I think it would be wise not to contact her anymore. She's scared of you and for good reason. It's one thing to have a short fuse and pound the table once in a while when you're really angry, but it's something else to push someone you supposedly love....even if they are drunk. If they're drunk, why argue with them? You can't reason with a drunk person.

Manny, I'm not trying to judge you as a person, but I think you know what you've done. It's to your credit that you want to change. Start by leaving her alone. Don't try to contact her. 

You've hurt and upset her. If you really love her, let her go. Fix yourself and leave her be. Own your mistakes and the pain you caused her and yourself.

You need to learn from this. You need to learn how to control your emotions. Please seek out help and if you love her, leave her alone and don't try to contact her.


----------



## Personal (Jan 16, 2014)

Pamvhv said:


> This is just not a healthy relationship. You should go to IC and anger management before you get into another relationship.


Not healthy at all, I hope he does as you suggest.


----------



## manny315 (May 15, 2014)

I am not contacting her. I am thousands of miles away as well. I am dealing with my share of problems. I am on here reading and taking advice.
I am seeking help left and right but one at a time. When all this started her mother started talking to me and blaming me for so many things. Then she didnt want to lose contact with me. She started talking about all the good things I had done. As much as I wanted to ignore her she wanted to stay close to me. 
She knew all I'd done for her daughter and all my efforts and work put in to our relationship. My wife and I have worked so hard to move one. When I look back at our fights or arguments they where always stupid avoidable stuff. 

We where working on our issues before and we where getting somewhere. In February she joined some support group and after that they told her that I am not built for her. I had to join the group in order to fix myself. For 2 months she said I had to join that group that it would fix me. She works with members of that group and they are always telling her how to act and what to do. A coworker of her had done what she did a while back, she told me that after that girl joined the group she was happy and never looked back. The funny thing of the so called new friends and family is, that you have to pay lots of money for them to care about you.


----------



## movinonup (May 6, 2014)

counseling. counseling. counseling. That's all I can say.


----------



## manny315 (May 15, 2014)

I am posting here to let go of some steam.
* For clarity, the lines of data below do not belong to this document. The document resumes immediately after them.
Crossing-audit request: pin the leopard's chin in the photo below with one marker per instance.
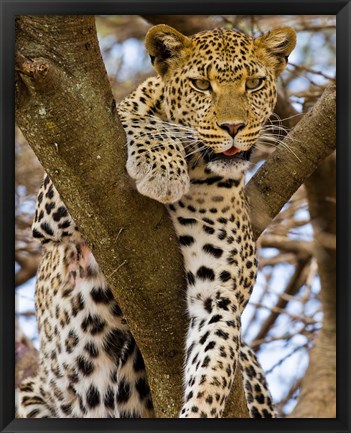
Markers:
(230, 155)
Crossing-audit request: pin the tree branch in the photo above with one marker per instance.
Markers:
(318, 389)
(309, 143)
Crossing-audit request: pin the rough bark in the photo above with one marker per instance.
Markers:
(187, 24)
(318, 389)
(309, 143)
(65, 108)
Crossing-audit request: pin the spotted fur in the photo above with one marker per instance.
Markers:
(189, 131)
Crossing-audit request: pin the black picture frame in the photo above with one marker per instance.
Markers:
(11, 8)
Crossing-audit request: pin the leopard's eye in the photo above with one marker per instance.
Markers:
(200, 84)
(254, 83)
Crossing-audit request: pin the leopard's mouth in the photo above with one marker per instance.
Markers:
(231, 154)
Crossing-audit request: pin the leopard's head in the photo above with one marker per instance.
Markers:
(221, 83)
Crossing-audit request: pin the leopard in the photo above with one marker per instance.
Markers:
(190, 132)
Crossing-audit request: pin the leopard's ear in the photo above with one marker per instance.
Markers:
(166, 47)
(275, 47)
I know my actions at times where not actions of someone who loves someone else. I messed up by not listening. I regret not listening. I sometimes feel it is late, but then I also have the feeling there is still some slim chance. Through these past almost 3 weeks, I dont eat, sleep or concentrate well. I see a picture of her on my phone and get butterflies. I have deactivated my Facebook and have deleted all pictures I come across.


----------



## lancaster (Dec 2, 2013)

How often you get angry and violent is not as important as how you act when you are angry.

You need to realize their are different forms of abuse. There is physical abuse, and, emotional abuse,and, likely more I am unaware of. 

Breaking things and doing things that make your wife afraid without hitting her show you are a man who is emotionally abusive to your wife. Therefore you are an abuser.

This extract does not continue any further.